Linguistic component.

The Linguistic Component task is to map the input query in natural language to the triple-based data model or Query-Triple. AquaLog uses the GATE infrastructure and resources (language resources, processing resources like ANNIE, serial controllers, pipelines, etc.) as part of the Linguistic Component. Communication between AquaLog and GATE takes place through the standard GATE API.

After the execution of the GATE controller a set of syntactical annotations are returned associated with the input query. Annotations include information about sentences, tokens, nouns and verbs. For example, we get voice and tense for the verbs, or categories for the nouns, such as determinant, singular/plural, conjunction, possessive, determiner, preposition, existential, wh-determiner, etc. When developing AquaLog we extended the set of annotations returned by GATE, by identifying terms, relations, question indicators (which/who/when. etc.) and patterns or types of questions. This is achieved through the use of Jape grammars, which consist of a set of phases, that run sequentially, and each phase is defined as a set of pattern rules, which allow us to recognize regular expressions using previous annotations in documents. In other words, its power lies in the ability of regarding the data store in annotation graphs in GATE as simple sequences, which can be matched deterministically by using regular expressions

A key feature is the natural language scalability of the Linguistic components in AquaLog due to these regular expressions; in other words, extending the set of NL recognized by AquaLog is done through the use of regular expression in a text file

Examples of the linguistic categories recognized until now are in the Examples section . The categories tell to the RSS the kind of solution that needs to be achieved, and also gives an indication to the Linguistic Component about how to create the Query-Triple.

The classification of the queries in AquaLog is achieved based on two main different groups of queries, the basic queries which are translated into just one Query-Triple whereas the combination of queries are translated into two Query-Triples.
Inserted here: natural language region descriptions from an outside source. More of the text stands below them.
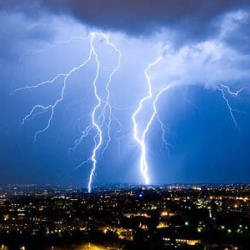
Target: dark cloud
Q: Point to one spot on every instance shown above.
(194, 19)
(239, 37)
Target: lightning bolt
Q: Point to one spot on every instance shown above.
(141, 139)
(225, 89)
(97, 121)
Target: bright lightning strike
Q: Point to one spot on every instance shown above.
(225, 89)
(97, 122)
(141, 139)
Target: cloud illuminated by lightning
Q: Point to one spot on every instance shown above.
(225, 89)
(97, 121)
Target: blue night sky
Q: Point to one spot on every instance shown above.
(205, 48)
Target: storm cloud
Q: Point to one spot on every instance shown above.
(191, 20)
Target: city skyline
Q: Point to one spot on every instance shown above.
(156, 94)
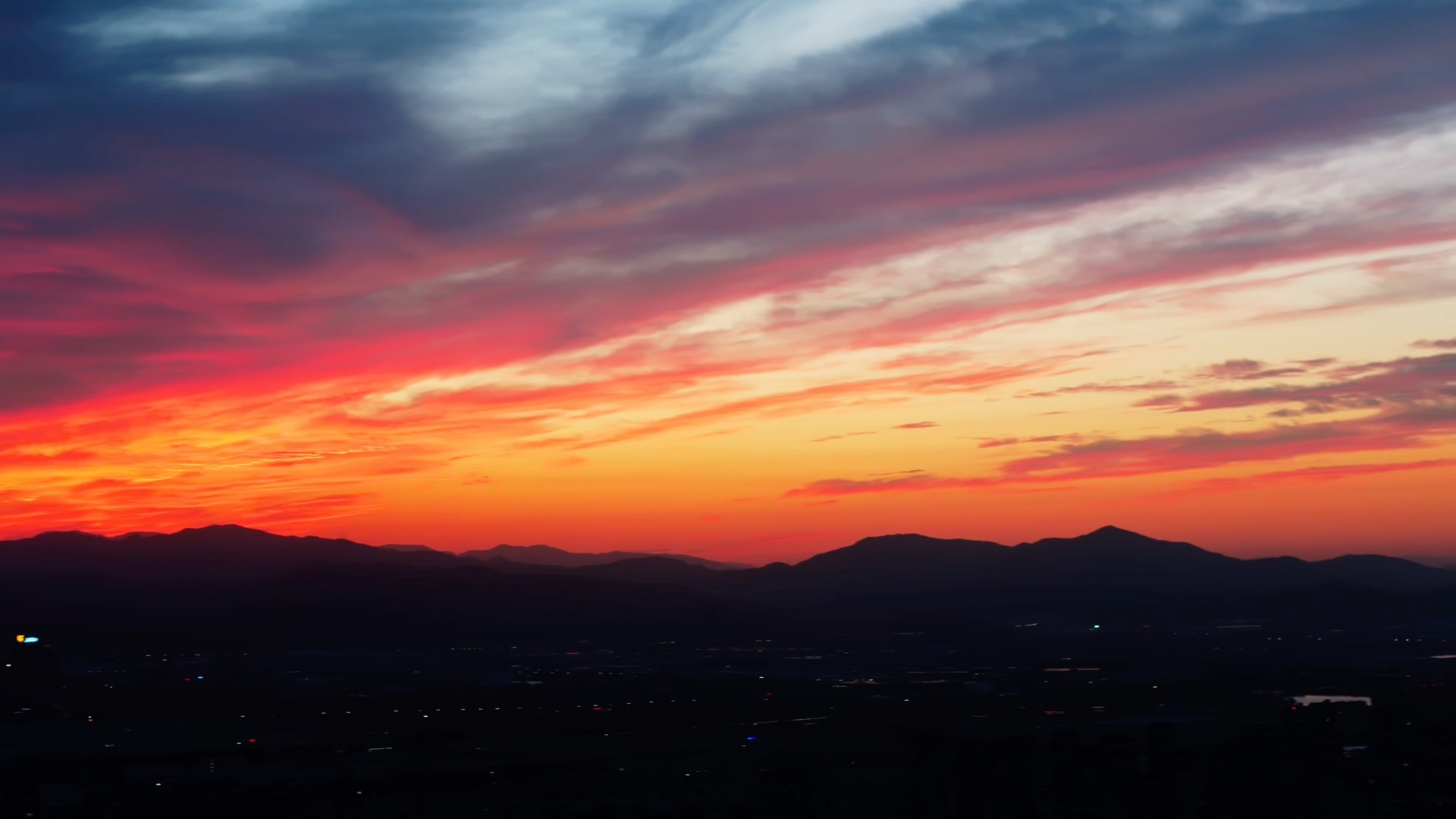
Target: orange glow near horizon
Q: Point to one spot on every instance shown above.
(928, 305)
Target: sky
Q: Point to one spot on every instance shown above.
(739, 279)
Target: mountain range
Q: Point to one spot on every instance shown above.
(251, 588)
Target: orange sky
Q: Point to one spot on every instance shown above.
(799, 299)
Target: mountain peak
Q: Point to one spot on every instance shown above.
(1114, 532)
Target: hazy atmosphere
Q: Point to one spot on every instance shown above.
(737, 280)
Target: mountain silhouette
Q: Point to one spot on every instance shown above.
(251, 588)
(551, 556)
(210, 553)
(1106, 560)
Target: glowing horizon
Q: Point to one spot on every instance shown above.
(734, 280)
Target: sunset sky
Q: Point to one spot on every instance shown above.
(739, 279)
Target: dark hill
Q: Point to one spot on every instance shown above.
(212, 553)
(541, 554)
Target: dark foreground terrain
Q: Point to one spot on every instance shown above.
(441, 689)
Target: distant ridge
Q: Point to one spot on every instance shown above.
(1107, 558)
(541, 554)
(239, 586)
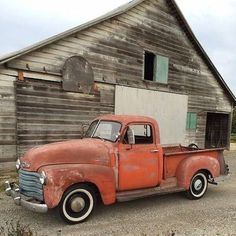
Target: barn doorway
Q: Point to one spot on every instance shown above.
(217, 130)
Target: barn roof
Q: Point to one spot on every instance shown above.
(117, 12)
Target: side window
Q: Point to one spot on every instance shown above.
(156, 68)
(142, 134)
(191, 121)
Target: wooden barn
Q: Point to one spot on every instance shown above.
(141, 58)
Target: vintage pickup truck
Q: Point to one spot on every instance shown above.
(119, 159)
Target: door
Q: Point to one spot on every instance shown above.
(138, 163)
(217, 130)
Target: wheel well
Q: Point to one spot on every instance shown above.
(207, 173)
(91, 185)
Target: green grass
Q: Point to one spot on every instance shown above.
(233, 138)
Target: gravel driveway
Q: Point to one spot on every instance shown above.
(173, 214)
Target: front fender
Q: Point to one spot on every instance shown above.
(191, 165)
(61, 177)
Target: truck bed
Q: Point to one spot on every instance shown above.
(173, 155)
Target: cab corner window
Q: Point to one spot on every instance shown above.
(142, 134)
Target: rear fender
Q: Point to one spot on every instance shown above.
(191, 165)
(61, 177)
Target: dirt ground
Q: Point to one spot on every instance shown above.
(173, 214)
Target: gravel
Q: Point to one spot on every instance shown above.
(173, 214)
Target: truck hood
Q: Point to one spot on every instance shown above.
(82, 151)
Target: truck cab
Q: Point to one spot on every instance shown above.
(120, 158)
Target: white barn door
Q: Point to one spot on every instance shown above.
(170, 110)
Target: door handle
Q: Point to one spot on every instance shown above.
(154, 151)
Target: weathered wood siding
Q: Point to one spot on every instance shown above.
(115, 48)
(7, 118)
(46, 113)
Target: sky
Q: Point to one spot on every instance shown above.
(25, 22)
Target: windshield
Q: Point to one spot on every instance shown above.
(107, 130)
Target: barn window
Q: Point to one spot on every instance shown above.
(191, 121)
(156, 68)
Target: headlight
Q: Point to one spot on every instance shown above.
(42, 177)
(18, 164)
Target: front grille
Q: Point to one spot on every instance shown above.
(30, 185)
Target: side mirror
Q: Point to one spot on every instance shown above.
(130, 134)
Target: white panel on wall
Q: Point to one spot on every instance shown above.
(170, 110)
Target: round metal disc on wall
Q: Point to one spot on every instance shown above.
(77, 75)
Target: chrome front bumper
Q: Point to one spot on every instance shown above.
(12, 189)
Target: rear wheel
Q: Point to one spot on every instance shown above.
(77, 204)
(198, 186)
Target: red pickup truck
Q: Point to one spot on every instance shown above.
(119, 159)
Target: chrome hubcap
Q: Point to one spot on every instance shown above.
(198, 184)
(77, 204)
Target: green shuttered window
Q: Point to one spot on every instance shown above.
(191, 120)
(161, 69)
(156, 68)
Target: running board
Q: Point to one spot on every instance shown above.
(136, 194)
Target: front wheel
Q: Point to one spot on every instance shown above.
(198, 186)
(77, 204)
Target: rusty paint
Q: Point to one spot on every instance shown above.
(20, 76)
(117, 168)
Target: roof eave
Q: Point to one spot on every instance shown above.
(218, 75)
(109, 15)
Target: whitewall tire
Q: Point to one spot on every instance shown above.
(198, 186)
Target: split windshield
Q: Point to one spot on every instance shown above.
(107, 130)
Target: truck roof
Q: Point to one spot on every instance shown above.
(125, 119)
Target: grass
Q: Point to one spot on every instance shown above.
(16, 229)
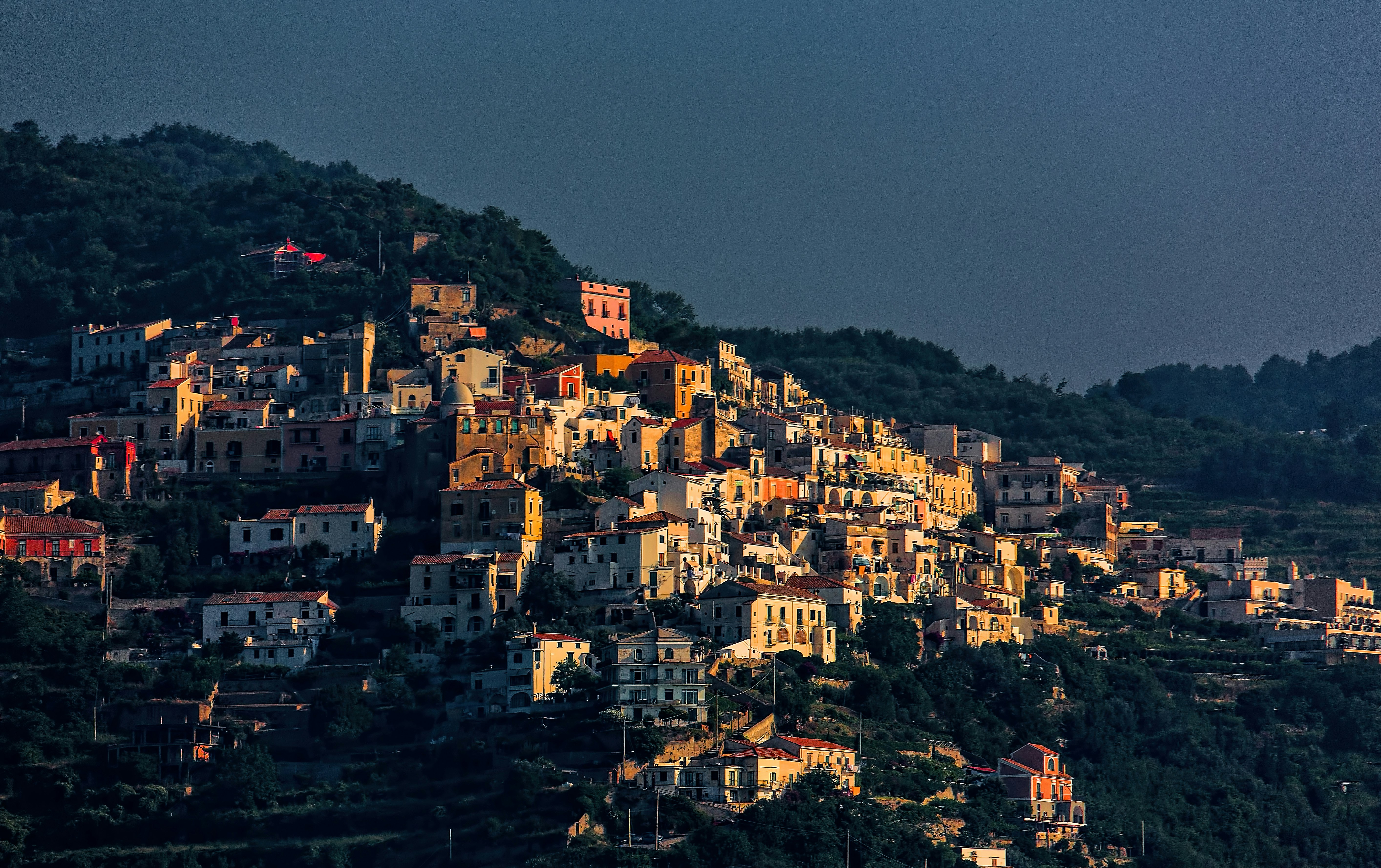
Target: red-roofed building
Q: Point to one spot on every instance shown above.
(532, 660)
(561, 381)
(742, 775)
(114, 347)
(279, 627)
(817, 754)
(606, 307)
(1036, 780)
(657, 674)
(92, 466)
(54, 550)
(279, 261)
(495, 514)
(347, 531)
(663, 376)
(759, 619)
(459, 594)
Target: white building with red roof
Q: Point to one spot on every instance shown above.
(349, 531)
(757, 619)
(114, 347)
(817, 754)
(279, 627)
(532, 660)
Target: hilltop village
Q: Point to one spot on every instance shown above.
(672, 550)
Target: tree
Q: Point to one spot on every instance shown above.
(427, 634)
(248, 777)
(973, 522)
(339, 713)
(890, 634)
(547, 597)
(646, 743)
(571, 678)
(1065, 521)
(615, 481)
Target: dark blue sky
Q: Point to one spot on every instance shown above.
(1075, 188)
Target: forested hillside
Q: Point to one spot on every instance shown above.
(152, 226)
(1333, 394)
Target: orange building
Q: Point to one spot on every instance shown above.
(604, 305)
(669, 377)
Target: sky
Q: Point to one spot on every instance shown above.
(1065, 188)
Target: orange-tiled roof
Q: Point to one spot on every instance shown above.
(815, 744)
(654, 356)
(27, 486)
(50, 525)
(259, 404)
(764, 753)
(49, 444)
(449, 558)
(492, 483)
(268, 597)
(1214, 533)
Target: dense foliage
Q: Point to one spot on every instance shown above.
(1324, 392)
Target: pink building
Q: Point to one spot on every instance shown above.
(321, 446)
(604, 305)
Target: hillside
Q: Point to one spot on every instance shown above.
(1333, 394)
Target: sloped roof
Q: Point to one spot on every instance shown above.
(763, 753)
(50, 525)
(1216, 533)
(27, 486)
(49, 444)
(654, 356)
(268, 597)
(815, 744)
(449, 558)
(492, 483)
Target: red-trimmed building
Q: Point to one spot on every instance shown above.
(1036, 779)
(282, 260)
(564, 381)
(54, 550)
(606, 307)
(95, 466)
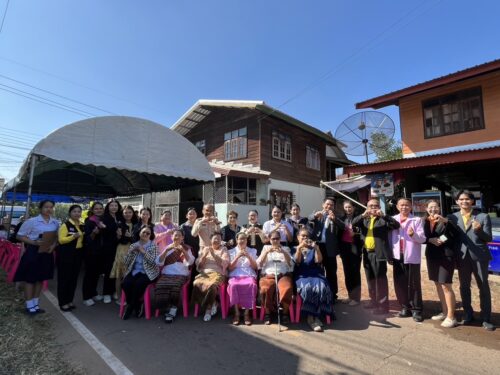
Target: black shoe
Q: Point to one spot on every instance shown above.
(417, 316)
(370, 305)
(140, 311)
(381, 311)
(404, 313)
(488, 326)
(128, 312)
(468, 320)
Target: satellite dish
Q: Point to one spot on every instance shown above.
(365, 131)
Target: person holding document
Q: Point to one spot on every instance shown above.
(39, 234)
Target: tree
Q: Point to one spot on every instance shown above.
(385, 148)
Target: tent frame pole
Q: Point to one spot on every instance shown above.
(30, 185)
(345, 196)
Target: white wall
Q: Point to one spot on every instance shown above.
(309, 198)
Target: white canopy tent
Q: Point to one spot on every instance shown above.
(111, 156)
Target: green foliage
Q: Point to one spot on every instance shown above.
(384, 148)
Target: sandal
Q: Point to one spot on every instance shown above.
(169, 318)
(236, 320)
(267, 319)
(247, 318)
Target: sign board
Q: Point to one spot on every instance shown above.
(382, 184)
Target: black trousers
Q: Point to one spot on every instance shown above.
(330, 264)
(69, 262)
(97, 264)
(134, 288)
(376, 275)
(407, 285)
(466, 268)
(352, 270)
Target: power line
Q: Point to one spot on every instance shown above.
(55, 94)
(4, 15)
(58, 105)
(15, 147)
(34, 135)
(76, 83)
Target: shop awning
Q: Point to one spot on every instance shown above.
(112, 156)
(350, 184)
(451, 158)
It is important to emphasize that at this stage all the terms are strings or an array of strings without any correspondence with the ontology as the analysis is completely domain independent and is entirely based on the natural language features for English. The Query-Triple is only a formal, simplified way of representing the NL-query, so when a Query-Triple is mapped over an Onto-Triple or various Onto-Triples, the category of the triple can be modified to represent the statements in the ontology appropriately. We can only deal with a subset of natural language but the architecture presented makes it possible to extend this subset in a relatively easy way.